The crowd on preview night consists of a mainly retail crowd, although sales were reported as “strong” by many of the dealers. The crowd, heavily peppered by a large contingent of dealers, continues throughout the weekend. A huge line of enthusiastic shoppers was witnessed on Friday morning as the show prepared to open to the public. “It took 15 minutes to get everyone in line into the show when we opened the doors,” stated an elated Prairie.
Shoppers were elbow-to-elbow and sold tags began appearing right away. Charles and Barbara Adams reported “stronger than usual sales” with several pieces of blue spongeware moving right off the bat, including a rare soap dish with the hard-to-find undertray still accompanying the piece. The dealers also reported the sale of a “wonderful” advertising tin and a paint decorated shoeshine box that had the name “Jack” colorfully painted on one side and “5 Cents” on the other.
Barrett Menson also reported good sales, including a nice Hepplewhite bow front chest with vibrant veneer, several paintings and numerous country smalls. Columbia, Mo., dealer Douglas Soliday was also busy throughout the show writing sales slips for a variety of items.
“Dealers just love this show,” commented Prairie. Ester Gilbert, now run by the late Ester’s daughter, Sue Kozub, has been participating for 37 years. A nice selection of art added depth to the display, including a Lester Stevens oil of a Vermont farm, a Jane Peterson attributed oil titled “North Shore” and a reasonably priced trompe l’oeil on an old artist’s palette.

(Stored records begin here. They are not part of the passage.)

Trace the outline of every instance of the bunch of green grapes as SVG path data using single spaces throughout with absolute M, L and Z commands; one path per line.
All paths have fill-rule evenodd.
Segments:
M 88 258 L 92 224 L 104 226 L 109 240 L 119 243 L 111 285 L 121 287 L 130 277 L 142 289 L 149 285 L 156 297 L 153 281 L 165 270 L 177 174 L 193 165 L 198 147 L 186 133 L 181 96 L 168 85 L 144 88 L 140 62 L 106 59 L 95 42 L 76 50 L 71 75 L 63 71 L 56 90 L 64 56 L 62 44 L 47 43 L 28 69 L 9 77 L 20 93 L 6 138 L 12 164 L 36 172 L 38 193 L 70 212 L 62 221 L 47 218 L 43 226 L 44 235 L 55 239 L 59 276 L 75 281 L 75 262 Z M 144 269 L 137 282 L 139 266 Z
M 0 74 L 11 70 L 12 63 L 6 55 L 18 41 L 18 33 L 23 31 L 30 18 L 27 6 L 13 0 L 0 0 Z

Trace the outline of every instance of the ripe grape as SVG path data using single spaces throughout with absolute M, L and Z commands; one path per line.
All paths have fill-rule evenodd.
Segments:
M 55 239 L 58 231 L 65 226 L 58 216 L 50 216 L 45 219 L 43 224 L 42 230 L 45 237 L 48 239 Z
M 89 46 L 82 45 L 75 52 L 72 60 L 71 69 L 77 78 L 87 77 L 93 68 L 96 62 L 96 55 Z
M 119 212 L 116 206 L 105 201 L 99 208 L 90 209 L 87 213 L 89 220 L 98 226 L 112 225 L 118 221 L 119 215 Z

Peter Papp is another of the old-time dealers taking part in the show, with 22 years under his belt. The Oriental carpet dealer has a prime location, using the entry way into the playhouse theater. The rows of seats make for great props on which to display the carpets, and in good weather the dealer expands out of the doorway at the side of his booth, draping carpets over the stone wall that separates the playhouse from the scenic waterfall and babbling stream below.
Steve German of Mad River Antiques commented that he had a “stealth” sale on preview night. “I had a customer come back after the show had closed on Thursday evening and buy a ship in a bottle. He quickly left his card and told the dealer to have it wrapped up and that he would be back in the morning. The buyer explained to German the following morning that he has 65 examples of ships-in-a-bottle, and said “his ‘wife would kill him’ if she found out he bought another one. He plans to slip it onto a shelf with the others and hopes it will go unnoticed.”
Antique scientific instruments filled the booth of Sarasota, Fla., dealer John Forster with a grand selection of barometers displayed. One of the most interesting from the assortment was a rare “Duke of Wellington” commemorative barometer, circa 1852, that celebrated his life through symbolic carvings. Adorned with a British officer’s helmet at the top, cannons, cannonballs, the stock of a rifle and the hilt of a sword, medals and a carved bust, the fanciful piece captured the attention of several at the show. An early walnut stick barometer, circa 1710, with a carved acorn at the top and engraved scale was also attracting looks.
Show manager Patti Prairie is promising even greater things for next year to coincide with the Weston Antiques Show’s golden anniversary.